Alicia’s breathing was fast, her mind racing. “Oh my God…it was the mosquito bite that took a week for it to go away. I was drugged! That microchip had to have been injected into my arm a few days before I left to join you.”

“Who drugged you?”

“A guy from the state department I’d met. We had lunch twice and dinner once. It was after the dinner, at an outdoor restaurant on the water called Captain Nemo’s. I woke up in my bed and couldn’t remember how I’d got there. And I’d only had two glasses of wine. Paul, they set me up. They set us both up. I might as well have been sent here, but they did it so they could track you.” She turned her head to Marcus. “Jonathon Carlson has been watching everything we do.”

“And we’re going to let the world watch him.”

Marcus cleaned the wound. He found a needle and thread in the kit, sterilized the needle and began stitching the wound, closing it. “Just rest. The worst is over. Lay down.”

He ripped his blood-soaked shirt from his shoulder and used another piece of gauze to clean the deep knife wound. He applied pressure to stop the bleeding. A minute later, he closed his eyes and leaned against the bumper of the car, blood seeping through his fingertips.

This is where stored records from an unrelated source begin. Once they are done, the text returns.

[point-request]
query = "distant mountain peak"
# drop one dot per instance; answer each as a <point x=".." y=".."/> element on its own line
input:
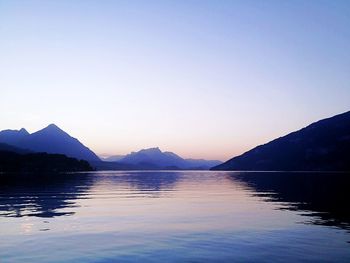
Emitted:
<point x="50" y="139"/>
<point x="53" y="126"/>
<point x="23" y="131"/>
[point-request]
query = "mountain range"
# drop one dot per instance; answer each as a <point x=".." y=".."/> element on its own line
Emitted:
<point x="50" y="140"/>
<point x="53" y="140"/>
<point x="154" y="158"/>
<point x="321" y="146"/>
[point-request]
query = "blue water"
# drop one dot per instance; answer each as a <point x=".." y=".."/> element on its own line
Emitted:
<point x="187" y="216"/>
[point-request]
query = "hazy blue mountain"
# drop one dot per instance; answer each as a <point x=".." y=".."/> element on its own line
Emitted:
<point x="321" y="146"/>
<point x="113" y="158"/>
<point x="10" y="148"/>
<point x="50" y="140"/>
<point x="12" y="162"/>
<point x="154" y="158"/>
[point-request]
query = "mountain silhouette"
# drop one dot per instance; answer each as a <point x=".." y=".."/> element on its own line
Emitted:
<point x="50" y="140"/>
<point x="321" y="146"/>
<point x="154" y="158"/>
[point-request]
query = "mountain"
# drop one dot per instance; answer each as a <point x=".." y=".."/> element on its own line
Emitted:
<point x="33" y="163"/>
<point x="154" y="158"/>
<point x="321" y="146"/>
<point x="50" y="140"/>
<point x="9" y="148"/>
<point x="113" y="158"/>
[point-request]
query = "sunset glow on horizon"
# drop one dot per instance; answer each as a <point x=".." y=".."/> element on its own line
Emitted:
<point x="202" y="79"/>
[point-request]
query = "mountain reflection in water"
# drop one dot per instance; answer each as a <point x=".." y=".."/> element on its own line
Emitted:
<point x="175" y="216"/>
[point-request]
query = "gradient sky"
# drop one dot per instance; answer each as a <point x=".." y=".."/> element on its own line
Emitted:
<point x="204" y="79"/>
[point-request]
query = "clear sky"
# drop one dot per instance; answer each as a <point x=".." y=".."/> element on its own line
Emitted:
<point x="204" y="79"/>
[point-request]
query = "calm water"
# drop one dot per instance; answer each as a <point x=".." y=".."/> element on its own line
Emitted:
<point x="176" y="217"/>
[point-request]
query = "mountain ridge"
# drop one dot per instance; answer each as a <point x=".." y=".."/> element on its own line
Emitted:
<point x="50" y="139"/>
<point x="322" y="145"/>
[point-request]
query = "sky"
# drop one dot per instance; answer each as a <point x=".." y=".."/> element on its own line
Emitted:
<point x="204" y="79"/>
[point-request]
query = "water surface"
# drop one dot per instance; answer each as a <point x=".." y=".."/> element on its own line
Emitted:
<point x="173" y="216"/>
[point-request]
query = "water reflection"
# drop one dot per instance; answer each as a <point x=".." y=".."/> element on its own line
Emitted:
<point x="325" y="195"/>
<point x="43" y="196"/>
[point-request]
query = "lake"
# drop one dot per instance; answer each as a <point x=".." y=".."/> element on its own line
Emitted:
<point x="176" y="216"/>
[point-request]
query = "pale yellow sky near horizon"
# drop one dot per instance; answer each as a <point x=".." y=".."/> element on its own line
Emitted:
<point x="203" y="79"/>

Alicia turned her head toward Marcus. “We’ve got to stop your blood loss. She struggled to sit.

“No…you have to rest.” Marcus folded another small towel and held it against his shoulder. He set the microchip on a flat rock and looked at Alicia. “The assassin’s mission was to kill us. If this chip doesn’t move, they’ll believe he succeeded. If they don’t hear from him in a few hours, they’ll assume he didn’t and come looking for us. This chip discovery will buy us some time, and we need it. It’ll be dawn in a few hours. Let’s get some rest, make sure the bleeding has stopped, and move on.”

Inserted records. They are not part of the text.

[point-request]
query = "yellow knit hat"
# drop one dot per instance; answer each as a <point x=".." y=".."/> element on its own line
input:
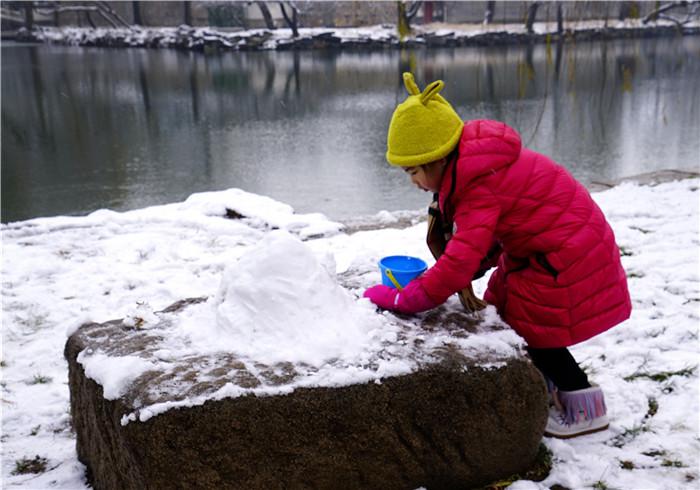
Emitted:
<point x="424" y="127"/>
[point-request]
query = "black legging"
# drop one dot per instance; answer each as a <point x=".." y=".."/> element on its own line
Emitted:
<point x="560" y="367"/>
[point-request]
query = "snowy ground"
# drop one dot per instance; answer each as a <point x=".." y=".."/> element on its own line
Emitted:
<point x="59" y="272"/>
<point x="185" y="36"/>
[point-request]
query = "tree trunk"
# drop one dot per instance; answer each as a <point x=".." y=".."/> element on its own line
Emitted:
<point x="427" y="12"/>
<point x="188" y="13"/>
<point x="269" y="23"/>
<point x="490" y="10"/>
<point x="293" y="21"/>
<point x="136" y="10"/>
<point x="628" y="9"/>
<point x="29" y="15"/>
<point x="531" y="14"/>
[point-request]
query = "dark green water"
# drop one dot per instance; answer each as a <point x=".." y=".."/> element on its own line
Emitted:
<point x="88" y="128"/>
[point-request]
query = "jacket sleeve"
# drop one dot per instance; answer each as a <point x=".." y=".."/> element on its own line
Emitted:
<point x="475" y="219"/>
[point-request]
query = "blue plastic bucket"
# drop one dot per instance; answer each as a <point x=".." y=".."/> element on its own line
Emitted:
<point x="402" y="267"/>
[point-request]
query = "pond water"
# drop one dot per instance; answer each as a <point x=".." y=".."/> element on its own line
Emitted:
<point x="89" y="128"/>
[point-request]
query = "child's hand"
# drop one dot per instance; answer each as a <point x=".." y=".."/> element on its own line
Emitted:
<point x="412" y="299"/>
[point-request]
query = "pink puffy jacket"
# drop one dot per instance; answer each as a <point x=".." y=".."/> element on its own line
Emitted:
<point x="559" y="280"/>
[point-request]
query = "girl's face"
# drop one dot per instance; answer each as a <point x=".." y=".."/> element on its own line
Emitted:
<point x="427" y="177"/>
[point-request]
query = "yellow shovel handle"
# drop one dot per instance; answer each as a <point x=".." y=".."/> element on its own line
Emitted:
<point x="393" y="280"/>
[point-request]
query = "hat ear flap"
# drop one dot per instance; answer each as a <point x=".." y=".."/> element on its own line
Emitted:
<point x="431" y="91"/>
<point x="410" y="84"/>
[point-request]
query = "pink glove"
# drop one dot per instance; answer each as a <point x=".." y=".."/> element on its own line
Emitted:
<point x="412" y="299"/>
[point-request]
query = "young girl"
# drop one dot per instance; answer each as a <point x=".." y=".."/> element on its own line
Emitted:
<point x="558" y="278"/>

Alicia smiled. “You look like shit, Paul. Maybe an hour and we can get outta this place.”

Marcus nodded and leaned back against the car, his clothes damp with sweat. Then he lifted his eyes to the heavens, the stars now on fire — the vast land around him flooded with serenity, the hills pocketed in deep shadow. Marcus felt as if the dark blue universe had poured down from the deepest reaches of creation to flood the desert with its quiet strength. He watched a meteor arc through the sky, carving a rooster tail of light across the cosmos. Sleep encircled him.

He saw Tiffany walking her horse at sunrise. She was in a meadow, leading the horse by its reins. She’d been crying, a single tear rolling down her cheek. Marcus wanted to reach up and wipe it away. Wanted to hold her one more time.

Seven other horses appeared at the top of the hill. Seven riders, all in silhouette, sitting quietly on horseback, a blood red sun rising in the sky behind them.

NINETY-NINE

When Marcus opened his eyes again, it was still dark, the morning sun was only a smoldering ash buried in the horizon across the Sinai Desert. He looked to his left where Alicia was standing up. She said, “We have to go.”